Avec cette exposition William Hogarth, Le Louvre donne à ses visiteurs l'occasion d'une sortie culturelle d'une rare densité. D'un point de vue esthétique sans doute (la série des tableaux du "mariage à la mode" est un pur chef d'oeuvre), mais aussi du point de vue de l'histoire de l'art et de ses ramifications nombreuses, à l'histoire tout court, celle de la nation anglaise, et celle de ses idées.
Il y a de tout dans Hogarth. Il y a d'abord la satire sociale, le portrait moral d'une société britannique en pleine mutation, animée de la frénésie du commerce sous toutes ses formes : échange des marchandises, échange des idées, échange des biens. Hogarth y dénonce les flétrissures sous la bonne morale, la corruption sous la politesse et donne à voir les tares morales sous les délicatesse de la façade, à la manière d'un Marivaux. Il n'est peut être pas étonnant que le sentiment de légèreté naïve et de joliesse molle aient fini par masquer, chez celui-ci comme chez celui-là, la vigueur dénonciatrice et le regard sans concession porté sur les travers du monde contemporain.

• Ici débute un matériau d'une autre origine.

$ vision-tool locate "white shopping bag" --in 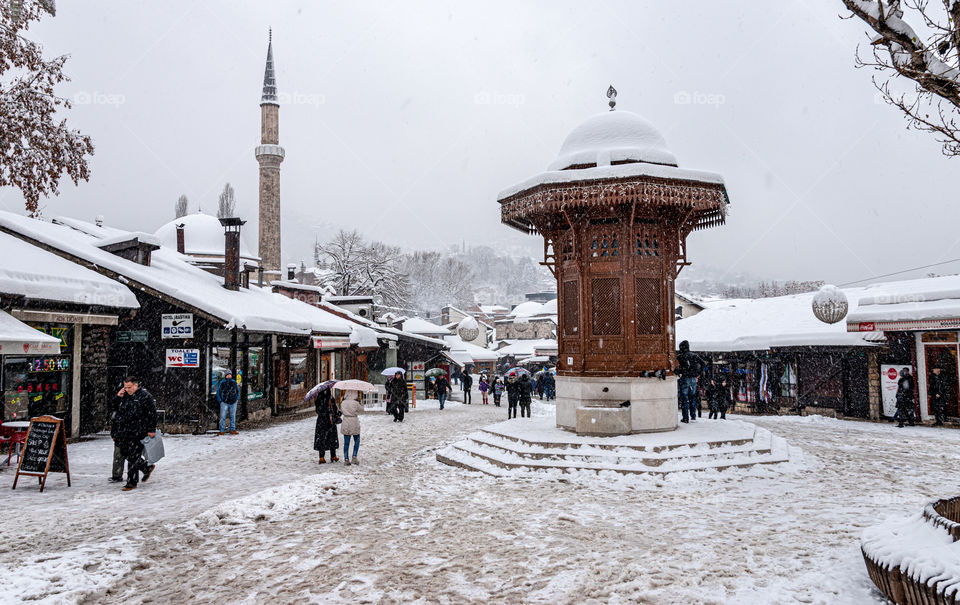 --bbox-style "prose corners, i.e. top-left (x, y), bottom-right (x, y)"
top-left (141, 431), bottom-right (164, 464)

L'exposition est aussi une porte ouverte sur les origines de l'empirisme anglais, et le privilège accordé à l'observation directe de la nature, sur l'imitation servile des modèles anciens. Avec son concept de la "ligne serpentine" ou "ligne de beauté", exposé dans la préface de son livre sur l'analys du beau, Hogarth défend la possibilité (optimiste ou naïve, on a le choix) d'atteindre le beau par une méthode rigoureuse, simple, et accessible à tous. Fustigeant l'esthétique aristocratique du "je ne sais quoi", selon lequel le beau serait une qualité fugace, identifiée par les seules élites auto-proclamées, Hogarth promeut au contraire l'idée d'une "règle de l'art" permettant d'atteindre le beau "à tous les coups". Il croit pouvoir trouver le point commun de toutes les belles oeuvres de l'humanité dans la "ligne serpentine" de Michel Ange, que tous les artistes de l'histoire auraient appliquée sans le savoir, mais qu'il revient à Hogarth d'avoir exposée en pleine lumière.

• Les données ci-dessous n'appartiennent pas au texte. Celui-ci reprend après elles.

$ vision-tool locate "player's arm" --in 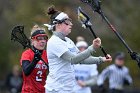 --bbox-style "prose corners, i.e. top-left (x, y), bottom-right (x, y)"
top-left (61, 47), bottom-right (112, 64)
top-left (22, 53), bottom-right (41, 76)
top-left (61, 46), bottom-right (103, 64)
top-left (124, 70), bottom-right (132, 85)
top-left (97, 67), bottom-right (111, 86)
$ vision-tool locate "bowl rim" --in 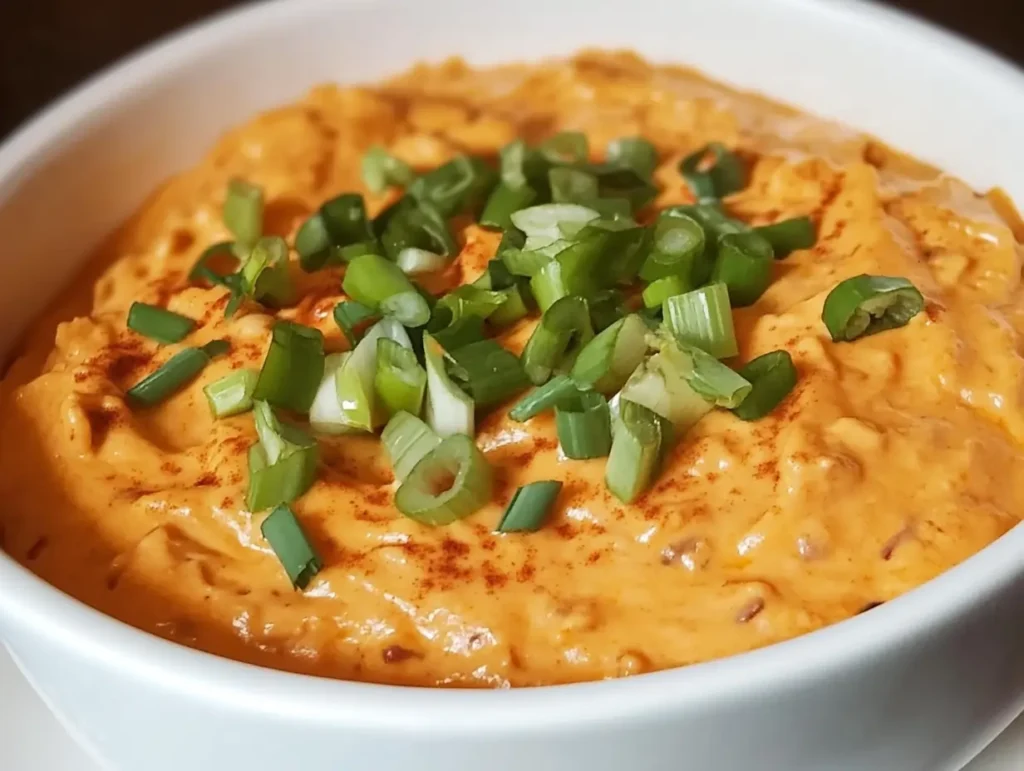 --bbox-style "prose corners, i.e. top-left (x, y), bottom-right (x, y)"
top-left (0, 0), bottom-right (1024, 734)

Cette ligne serpentine offre enfin une façon nouvelle de gérer la diversité, et le chaos du monde, dont le désordre apparaît crument avec la crise de la modernité, jusqu'à l'abandon des trois unités classiques (lieu, temps, action). Comment unifier la diversité de la nature, maintenant que les principes d'ordre traditionnel, Dieu, la science classique, la morale, et même les règles de l'Académie des anciens, se sont estompés ? La réponse d'Hogarth porte en elle l'intuition d'une responsabilité nouvelle attribuée au spectateur lui-même, c'est-à-dire à l'homme. C'est à lui qu'il revient désormais d'unifier sous son regard la diversité des actions représentées sur la toile, de lire une série complète de tableaux qui offrent une pluralité de points de vue sur un même personnage. La ligne serpentine ne vise pas autre chose : réunir tous les points saillants du tableau par une même ligne ondulée qui le traverse.

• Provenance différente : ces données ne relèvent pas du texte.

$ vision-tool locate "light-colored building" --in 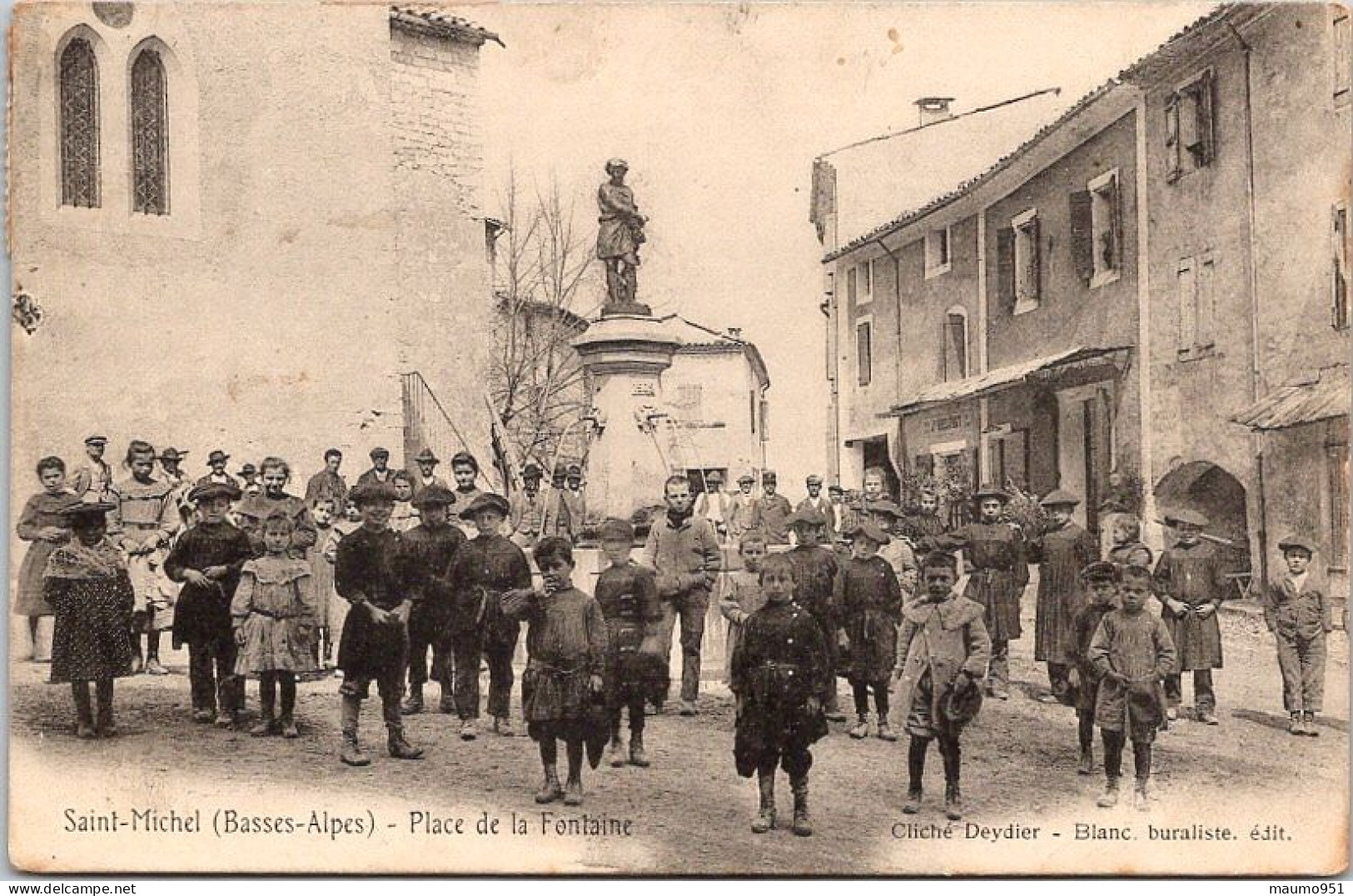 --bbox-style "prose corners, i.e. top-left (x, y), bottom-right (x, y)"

Ce sont autant d'éléments qui justifient l'intérêt porté outre-manche à cet artiste, premier peintre de la nation anglaise, se voulant le digne héritier dans le domaine pictural de Swift, Milton ou Shakespeare dans le domaine littéraire. Autant d'éléments qui justifient de s'y rendre au plus vite. On en profitera évidemment pour savourer quelques-uns des merveilleux Rembrandt exposés juste à côté (post à venir, mais rien ne presse...).